Fargo sat propped against his saddle and chewed pemmican and drank coffee and thought about what lay ahead. The warmth of the fire and the low murmur of the Apaches lulled him into starting to doze off but he shook himself to stay awake.

He wasn't worried about being killed. Cuchillo Colorado needed him, and so long as he did, he was safe.

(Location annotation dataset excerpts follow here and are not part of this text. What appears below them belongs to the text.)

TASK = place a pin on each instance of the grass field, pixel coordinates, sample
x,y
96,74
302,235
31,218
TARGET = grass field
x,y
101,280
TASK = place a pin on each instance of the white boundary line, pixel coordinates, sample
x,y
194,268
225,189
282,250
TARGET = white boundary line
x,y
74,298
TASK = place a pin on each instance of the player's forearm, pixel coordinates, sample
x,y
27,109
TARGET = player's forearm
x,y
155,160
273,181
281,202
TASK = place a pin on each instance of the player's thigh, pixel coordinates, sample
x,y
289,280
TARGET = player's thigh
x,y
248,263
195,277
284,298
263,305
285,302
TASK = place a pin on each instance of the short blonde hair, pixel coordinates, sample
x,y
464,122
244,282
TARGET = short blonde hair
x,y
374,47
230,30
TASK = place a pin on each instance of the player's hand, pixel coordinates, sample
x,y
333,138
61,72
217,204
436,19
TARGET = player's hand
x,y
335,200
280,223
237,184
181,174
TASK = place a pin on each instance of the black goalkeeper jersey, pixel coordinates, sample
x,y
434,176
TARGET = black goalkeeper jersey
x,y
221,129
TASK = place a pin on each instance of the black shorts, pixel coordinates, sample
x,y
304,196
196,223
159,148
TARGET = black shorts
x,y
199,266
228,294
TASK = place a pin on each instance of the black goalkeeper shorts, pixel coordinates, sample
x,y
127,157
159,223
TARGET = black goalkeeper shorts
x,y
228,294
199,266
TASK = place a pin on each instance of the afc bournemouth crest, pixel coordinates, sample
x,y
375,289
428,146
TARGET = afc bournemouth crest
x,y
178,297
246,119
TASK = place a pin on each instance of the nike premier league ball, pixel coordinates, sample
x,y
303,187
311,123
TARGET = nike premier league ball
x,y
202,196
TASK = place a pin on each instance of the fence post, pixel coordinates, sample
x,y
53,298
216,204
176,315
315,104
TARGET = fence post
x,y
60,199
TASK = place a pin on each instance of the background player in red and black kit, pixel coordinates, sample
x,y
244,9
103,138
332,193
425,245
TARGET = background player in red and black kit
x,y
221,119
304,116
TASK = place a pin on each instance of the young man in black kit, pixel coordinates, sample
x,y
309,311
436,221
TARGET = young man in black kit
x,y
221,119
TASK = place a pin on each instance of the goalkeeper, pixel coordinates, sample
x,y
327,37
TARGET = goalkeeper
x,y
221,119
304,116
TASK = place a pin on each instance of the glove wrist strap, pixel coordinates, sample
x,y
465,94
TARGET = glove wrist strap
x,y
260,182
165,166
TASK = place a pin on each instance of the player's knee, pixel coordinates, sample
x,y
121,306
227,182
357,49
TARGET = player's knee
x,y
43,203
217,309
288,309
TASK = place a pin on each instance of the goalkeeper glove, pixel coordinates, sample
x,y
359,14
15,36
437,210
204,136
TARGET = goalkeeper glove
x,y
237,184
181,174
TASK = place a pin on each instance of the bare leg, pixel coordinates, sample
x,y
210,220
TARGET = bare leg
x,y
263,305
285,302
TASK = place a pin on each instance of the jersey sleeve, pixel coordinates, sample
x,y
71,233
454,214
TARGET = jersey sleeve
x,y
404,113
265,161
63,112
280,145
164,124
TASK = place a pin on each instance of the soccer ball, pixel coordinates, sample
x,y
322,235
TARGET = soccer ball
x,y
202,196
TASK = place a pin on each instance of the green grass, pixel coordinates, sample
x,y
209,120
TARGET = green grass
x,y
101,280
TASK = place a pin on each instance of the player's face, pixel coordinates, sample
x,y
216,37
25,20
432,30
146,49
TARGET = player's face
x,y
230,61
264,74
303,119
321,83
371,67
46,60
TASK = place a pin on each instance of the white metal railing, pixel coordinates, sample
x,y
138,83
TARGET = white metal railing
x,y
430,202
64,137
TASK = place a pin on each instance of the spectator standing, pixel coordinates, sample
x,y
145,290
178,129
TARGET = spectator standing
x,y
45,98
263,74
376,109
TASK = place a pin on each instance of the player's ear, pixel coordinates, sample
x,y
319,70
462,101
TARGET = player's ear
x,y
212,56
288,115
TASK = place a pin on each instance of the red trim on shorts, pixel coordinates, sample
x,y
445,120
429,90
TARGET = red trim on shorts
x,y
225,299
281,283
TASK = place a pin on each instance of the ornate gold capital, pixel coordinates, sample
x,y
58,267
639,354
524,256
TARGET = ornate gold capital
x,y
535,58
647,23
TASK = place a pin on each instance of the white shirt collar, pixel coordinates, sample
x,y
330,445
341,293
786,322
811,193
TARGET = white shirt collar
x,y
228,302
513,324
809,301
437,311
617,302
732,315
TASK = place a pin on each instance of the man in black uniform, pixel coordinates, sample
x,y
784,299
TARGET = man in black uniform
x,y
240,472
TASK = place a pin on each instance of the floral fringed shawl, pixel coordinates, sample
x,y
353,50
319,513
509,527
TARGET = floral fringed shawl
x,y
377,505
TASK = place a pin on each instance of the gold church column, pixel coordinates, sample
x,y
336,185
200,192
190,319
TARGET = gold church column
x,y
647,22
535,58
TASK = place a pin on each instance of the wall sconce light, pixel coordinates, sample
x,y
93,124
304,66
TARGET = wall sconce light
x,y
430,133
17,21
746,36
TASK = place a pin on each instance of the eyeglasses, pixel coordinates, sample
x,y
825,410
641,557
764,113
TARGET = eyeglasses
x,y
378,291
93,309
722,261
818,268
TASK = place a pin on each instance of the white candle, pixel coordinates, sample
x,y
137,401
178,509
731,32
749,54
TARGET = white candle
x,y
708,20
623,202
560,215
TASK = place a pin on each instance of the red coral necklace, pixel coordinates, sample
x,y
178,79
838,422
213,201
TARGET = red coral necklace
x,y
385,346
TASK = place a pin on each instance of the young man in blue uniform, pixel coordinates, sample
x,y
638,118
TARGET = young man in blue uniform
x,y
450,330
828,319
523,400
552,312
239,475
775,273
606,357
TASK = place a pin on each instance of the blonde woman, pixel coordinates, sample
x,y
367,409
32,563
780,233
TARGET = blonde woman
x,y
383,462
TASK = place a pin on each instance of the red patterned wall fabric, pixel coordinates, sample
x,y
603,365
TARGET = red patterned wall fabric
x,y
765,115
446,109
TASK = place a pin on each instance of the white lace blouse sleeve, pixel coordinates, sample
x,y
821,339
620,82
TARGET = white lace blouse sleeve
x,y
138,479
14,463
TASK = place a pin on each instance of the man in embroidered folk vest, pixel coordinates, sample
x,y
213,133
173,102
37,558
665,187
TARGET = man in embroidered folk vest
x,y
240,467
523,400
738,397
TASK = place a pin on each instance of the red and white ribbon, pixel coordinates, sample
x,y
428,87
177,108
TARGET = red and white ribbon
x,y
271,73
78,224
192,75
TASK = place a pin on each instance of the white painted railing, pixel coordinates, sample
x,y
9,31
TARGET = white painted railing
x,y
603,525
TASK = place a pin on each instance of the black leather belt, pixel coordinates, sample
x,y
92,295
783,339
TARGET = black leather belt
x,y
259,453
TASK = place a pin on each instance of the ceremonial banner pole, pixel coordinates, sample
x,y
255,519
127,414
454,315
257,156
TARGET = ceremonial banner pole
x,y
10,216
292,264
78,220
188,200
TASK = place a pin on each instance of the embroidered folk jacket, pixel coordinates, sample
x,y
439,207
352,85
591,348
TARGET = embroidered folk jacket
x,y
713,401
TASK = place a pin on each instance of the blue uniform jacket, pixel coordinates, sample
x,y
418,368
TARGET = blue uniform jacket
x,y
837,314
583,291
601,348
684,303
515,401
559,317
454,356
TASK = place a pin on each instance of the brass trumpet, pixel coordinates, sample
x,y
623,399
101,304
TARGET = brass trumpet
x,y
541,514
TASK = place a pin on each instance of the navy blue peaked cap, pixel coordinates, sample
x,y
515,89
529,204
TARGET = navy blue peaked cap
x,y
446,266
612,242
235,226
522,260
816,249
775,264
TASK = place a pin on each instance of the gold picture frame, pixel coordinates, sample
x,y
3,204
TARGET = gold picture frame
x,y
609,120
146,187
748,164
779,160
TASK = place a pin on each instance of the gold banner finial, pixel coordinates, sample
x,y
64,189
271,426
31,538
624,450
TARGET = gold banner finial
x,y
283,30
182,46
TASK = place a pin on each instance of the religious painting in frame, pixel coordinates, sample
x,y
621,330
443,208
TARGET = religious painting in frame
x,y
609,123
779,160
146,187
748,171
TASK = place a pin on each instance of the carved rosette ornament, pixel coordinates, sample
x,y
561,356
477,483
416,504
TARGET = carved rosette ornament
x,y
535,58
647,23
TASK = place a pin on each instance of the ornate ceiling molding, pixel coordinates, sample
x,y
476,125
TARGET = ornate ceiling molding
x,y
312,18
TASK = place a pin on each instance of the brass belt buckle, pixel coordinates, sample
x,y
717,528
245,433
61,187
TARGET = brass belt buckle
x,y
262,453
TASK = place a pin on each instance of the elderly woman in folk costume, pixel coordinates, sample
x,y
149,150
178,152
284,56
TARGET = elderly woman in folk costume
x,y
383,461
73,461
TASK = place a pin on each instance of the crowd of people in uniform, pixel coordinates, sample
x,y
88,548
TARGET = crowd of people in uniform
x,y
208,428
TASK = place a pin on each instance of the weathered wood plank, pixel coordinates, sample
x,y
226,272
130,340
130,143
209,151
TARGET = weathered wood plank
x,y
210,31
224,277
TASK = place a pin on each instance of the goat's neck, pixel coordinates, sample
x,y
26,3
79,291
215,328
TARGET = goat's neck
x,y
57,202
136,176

Presently the palaver broke up. Culebra Negro and the other two melted into the night and Cuchillo Colorado returned to the fire.

“Where you take us?”

Fargo was surprised he hadn't asked sooner. “The closest place to Warm Springs Canyon is San Lupe. If they went anywhere after the rape, it was there. Should take us four or five days. You know of it?”

“Small village,” Cuchillo Colorado said. “Mostly Mexicans.”

“It's likely they headed there for a drink and supplies, if nothing else. I'll ask around. With any luck, I'll find out where they went from there.”

Cuchillo Colorado grunted. “Good plan.”

“I'll do what the army wants. But I won't let you carry out your own plan.”

“What do you think I do?”

“You've hoodwinked the army into finding the prospectors for you so you can hang them upside down from wagon wheels and boil their brains.”

Cuchillo Colorado might as well have been sculpted from stone. Finally he said, “I not always use wagon wheels.”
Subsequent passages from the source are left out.